A Lactation Consultant is a healthcare provider recognized as an expert in the fields of human lactation and breastfeeding. An International Board-Certified Lactation Consultant (IBCLC) will have the initials IBCLC and/or RLC after her/his name, as a physician would have MD, or a registered nurse would have RN.

The International Board Certified Lactation Consultant (IBCLC) certification program offers the only international certification in lactation consulting.

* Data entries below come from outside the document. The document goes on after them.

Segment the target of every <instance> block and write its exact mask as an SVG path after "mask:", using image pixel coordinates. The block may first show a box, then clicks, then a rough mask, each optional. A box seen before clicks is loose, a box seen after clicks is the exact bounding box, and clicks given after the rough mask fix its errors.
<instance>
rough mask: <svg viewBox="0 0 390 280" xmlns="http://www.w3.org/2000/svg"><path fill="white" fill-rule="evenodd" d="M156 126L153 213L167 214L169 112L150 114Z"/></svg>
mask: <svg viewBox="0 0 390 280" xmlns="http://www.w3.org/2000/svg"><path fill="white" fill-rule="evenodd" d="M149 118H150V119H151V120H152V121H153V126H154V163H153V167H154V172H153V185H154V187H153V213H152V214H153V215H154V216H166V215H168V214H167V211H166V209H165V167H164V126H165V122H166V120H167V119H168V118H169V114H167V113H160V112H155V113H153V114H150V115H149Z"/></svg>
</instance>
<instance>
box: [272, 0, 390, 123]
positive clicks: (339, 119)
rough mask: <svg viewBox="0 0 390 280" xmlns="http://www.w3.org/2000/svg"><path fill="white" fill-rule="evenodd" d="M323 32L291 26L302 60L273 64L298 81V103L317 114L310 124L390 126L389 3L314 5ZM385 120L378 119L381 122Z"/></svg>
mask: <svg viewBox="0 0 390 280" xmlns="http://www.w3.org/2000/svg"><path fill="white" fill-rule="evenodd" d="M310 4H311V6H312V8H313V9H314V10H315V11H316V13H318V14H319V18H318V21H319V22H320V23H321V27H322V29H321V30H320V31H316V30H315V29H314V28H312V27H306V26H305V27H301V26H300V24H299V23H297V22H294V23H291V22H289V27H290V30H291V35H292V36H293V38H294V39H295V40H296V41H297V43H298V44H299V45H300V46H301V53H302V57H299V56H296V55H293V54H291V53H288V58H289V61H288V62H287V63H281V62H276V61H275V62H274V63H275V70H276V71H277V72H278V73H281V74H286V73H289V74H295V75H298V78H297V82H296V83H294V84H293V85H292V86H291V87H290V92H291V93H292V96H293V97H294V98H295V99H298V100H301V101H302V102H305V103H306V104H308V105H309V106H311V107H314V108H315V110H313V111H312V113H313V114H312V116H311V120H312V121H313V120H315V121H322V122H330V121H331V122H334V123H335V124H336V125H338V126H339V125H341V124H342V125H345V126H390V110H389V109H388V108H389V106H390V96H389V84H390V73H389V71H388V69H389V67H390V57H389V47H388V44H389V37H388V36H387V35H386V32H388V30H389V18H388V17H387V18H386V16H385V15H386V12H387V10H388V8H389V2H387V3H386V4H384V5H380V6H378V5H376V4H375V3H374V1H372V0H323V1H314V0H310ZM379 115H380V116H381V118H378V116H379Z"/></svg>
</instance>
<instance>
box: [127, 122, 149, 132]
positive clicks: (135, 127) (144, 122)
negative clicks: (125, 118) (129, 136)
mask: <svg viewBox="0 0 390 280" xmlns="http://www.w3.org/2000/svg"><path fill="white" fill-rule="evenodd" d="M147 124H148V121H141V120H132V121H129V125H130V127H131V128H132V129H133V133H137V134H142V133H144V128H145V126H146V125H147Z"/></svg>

IBCLCs have passed a rigorous examination that demonstrates the ability to provide knowledgeable, competent and comprehensive lactation and breastfeeding care and education in routine and special circumstances across the chronological spectrum of pre-conception to early childhood. Attainment of the IBCLC credential signifies that the practitioner has demonstrated knowledge to:

• work together with mothers to prevent and solve breastfeeding problems

• collaborate with other members of the health care team to provide comprehensive care that protects, promotes and supports breastfeeding

• encourage a social environment that supports breastfeeding families

• educate families, health professionals and policy makers about the far-reaching and long-lasting value of breastfeeding as a global public health imperative.

Among those who become IBCLCs are nurses, midwives, dietitians, physicians and experienced breastfeeding support counselors. IBCLCs work in a variety of settings including hospitals, clinics, physicians’ offices, neonatal intensive care units, human milk banks and private practice.

The privilege to hold the IBCLC credential is conditional and revocable for cause. Complaints about the conduct of individual IBCLCs are received and reviewed by the IBLCE Ethics and Discipline Committee as specified by the IBLCE Disciplinary Procedures.

• IBCLCs must adhere to the Code of Professional Conduct for IBCLCs and practice within the Scope of Practice for IBCLCs and the Clinical Competencies for the Practice of IBCLCs.

• IBCLCs are required to keep their knowledge and skills current. They must recertify every 5 years through continuing education or re-examination.

• IBCLCs function and contribute as members of the health care team and make appropriate referrals to other health care professionals and community support resources.